Mysql – Which Database to choose: MySQL or Oracle

blobcompressionMySQLoraclepostgresql

I have an application generating time series data (32 channels, 22KHz, 6 secs) once a minute. These have to be stored in a database. At the moment I'm using MySQL with InnoDB tables (file_per_table,file_format=Barracuda).

As the data can be compressed, I'm using a medium-blob column with compression enabled. In compressed form, that would generate about 1TB a year. So far, so good.

But is this the optimal selection? I want to use a free database – but of course there are alternatives like Oracle or maybe PostgreSQL.
The target machine running the DB would be Debian stable. I'm not sure either which file system would be best.

I'm open for any suggestions.

Best Answer

Which db to choose? I would choose PostgreSQL having worked with MySQL and PostgreSQL but it is worth noting how different the databases are. I will say I have frequently been impressed (and only rarely disappointed) by what sort of abuse I can throw at PostgreSQL only to watch things be handled gracefully.

In your specific case, however, there may be reasons to look specifically at PostgreSQL. The major issue is programmability and advanced indexing but there are other reasons too (basically in InnoDB your table is contained in the pkey index, while in PostgreSQL you can do a physical-order scan of the table (and this has advantages when pulling a lot of rows). Major disadvantages might include not liking the binary type interfaces (and often saving/retrieving the values can use more memory than I would like).

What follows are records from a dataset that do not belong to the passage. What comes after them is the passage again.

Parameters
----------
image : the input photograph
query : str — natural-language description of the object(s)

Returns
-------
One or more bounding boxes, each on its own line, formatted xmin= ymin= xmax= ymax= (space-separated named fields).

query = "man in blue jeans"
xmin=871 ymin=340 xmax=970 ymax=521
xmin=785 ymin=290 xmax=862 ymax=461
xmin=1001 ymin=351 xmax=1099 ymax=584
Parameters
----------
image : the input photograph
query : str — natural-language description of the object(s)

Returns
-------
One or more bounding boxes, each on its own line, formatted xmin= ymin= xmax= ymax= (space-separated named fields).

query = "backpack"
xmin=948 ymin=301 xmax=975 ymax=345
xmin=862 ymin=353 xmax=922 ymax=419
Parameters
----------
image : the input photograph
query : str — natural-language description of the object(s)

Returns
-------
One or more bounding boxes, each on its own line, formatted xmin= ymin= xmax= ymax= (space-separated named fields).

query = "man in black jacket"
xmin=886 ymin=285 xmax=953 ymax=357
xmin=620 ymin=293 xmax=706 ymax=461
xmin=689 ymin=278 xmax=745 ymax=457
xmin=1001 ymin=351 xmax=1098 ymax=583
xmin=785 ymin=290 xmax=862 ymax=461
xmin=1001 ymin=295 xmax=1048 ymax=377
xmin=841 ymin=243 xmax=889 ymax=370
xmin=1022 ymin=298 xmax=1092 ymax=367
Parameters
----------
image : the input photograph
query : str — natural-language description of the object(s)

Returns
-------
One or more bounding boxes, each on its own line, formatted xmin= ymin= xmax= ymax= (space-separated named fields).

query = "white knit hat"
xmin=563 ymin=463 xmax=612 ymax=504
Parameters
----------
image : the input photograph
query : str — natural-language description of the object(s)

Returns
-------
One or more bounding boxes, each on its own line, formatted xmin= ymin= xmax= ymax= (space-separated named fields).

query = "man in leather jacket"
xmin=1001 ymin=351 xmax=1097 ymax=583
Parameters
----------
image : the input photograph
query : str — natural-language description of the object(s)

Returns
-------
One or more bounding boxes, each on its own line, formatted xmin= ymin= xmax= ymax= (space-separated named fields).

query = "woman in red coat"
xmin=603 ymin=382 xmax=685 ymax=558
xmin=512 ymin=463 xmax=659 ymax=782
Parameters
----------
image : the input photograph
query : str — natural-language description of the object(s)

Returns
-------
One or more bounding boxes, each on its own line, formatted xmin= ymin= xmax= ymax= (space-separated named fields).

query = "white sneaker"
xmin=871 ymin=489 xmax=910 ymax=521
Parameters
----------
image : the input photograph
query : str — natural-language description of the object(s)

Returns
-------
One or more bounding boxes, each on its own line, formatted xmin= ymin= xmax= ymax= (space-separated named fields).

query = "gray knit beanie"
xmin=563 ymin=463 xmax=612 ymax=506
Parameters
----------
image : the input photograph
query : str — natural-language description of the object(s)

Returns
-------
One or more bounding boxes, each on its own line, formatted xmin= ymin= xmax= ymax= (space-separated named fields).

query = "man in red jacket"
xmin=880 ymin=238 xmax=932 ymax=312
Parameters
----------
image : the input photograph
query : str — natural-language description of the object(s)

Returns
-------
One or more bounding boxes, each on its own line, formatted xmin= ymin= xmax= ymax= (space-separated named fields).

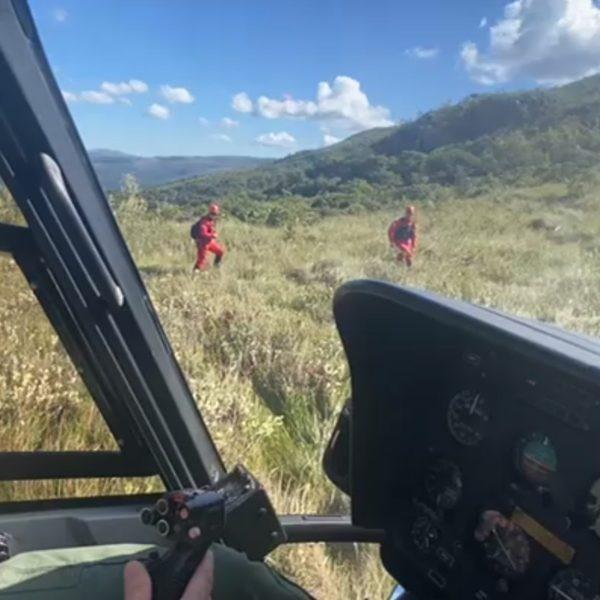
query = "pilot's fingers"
xmin=125 ymin=560 xmax=152 ymax=600
xmin=181 ymin=552 xmax=215 ymax=600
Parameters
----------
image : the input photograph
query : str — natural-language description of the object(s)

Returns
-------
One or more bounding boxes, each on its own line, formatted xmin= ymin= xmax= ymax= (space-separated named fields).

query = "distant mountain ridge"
xmin=89 ymin=149 xmax=271 ymax=191
xmin=151 ymin=75 xmax=600 ymax=206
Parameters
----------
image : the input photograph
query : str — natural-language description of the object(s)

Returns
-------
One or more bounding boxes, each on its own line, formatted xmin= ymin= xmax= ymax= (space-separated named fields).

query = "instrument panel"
xmin=338 ymin=284 xmax=600 ymax=600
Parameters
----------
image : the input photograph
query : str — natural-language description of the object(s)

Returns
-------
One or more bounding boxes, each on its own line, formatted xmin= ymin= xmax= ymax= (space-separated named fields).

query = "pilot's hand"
xmin=125 ymin=552 xmax=214 ymax=600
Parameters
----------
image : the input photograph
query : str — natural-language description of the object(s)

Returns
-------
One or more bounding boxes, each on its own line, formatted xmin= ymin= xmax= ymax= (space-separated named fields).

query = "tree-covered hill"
xmin=150 ymin=76 xmax=600 ymax=211
xmin=90 ymin=150 xmax=270 ymax=190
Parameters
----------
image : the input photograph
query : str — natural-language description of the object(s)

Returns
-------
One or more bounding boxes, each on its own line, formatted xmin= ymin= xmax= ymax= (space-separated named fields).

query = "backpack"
xmin=190 ymin=221 xmax=200 ymax=240
xmin=394 ymin=221 xmax=414 ymax=242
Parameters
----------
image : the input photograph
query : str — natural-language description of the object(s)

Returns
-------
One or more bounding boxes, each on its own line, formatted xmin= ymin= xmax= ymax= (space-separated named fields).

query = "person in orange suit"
xmin=388 ymin=206 xmax=417 ymax=267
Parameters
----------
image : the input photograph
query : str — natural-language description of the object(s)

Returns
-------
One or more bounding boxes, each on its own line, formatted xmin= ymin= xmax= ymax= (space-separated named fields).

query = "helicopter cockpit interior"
xmin=0 ymin=0 xmax=600 ymax=600
xmin=333 ymin=282 xmax=600 ymax=600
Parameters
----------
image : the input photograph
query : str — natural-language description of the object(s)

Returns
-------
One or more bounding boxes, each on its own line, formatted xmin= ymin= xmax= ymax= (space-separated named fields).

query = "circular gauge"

As for filesystem I know a lot of people who are very happy with XFS and also with ZFS.

Finally one specific tradeoff here is the Pg 8k data page size. It sounds like your time series would be larger than this, and so would be TOASTed (moved to extended storage). This speeds up many queries, but it also slows down retrieving the specific time series slightly because extra physical files must be scanned.

As for programmability, basically you could write functions that can look inside a time series for specific useful information and then you can index the output of this function. Consequently this can be used to speed up searches because the function doesn't have to be run.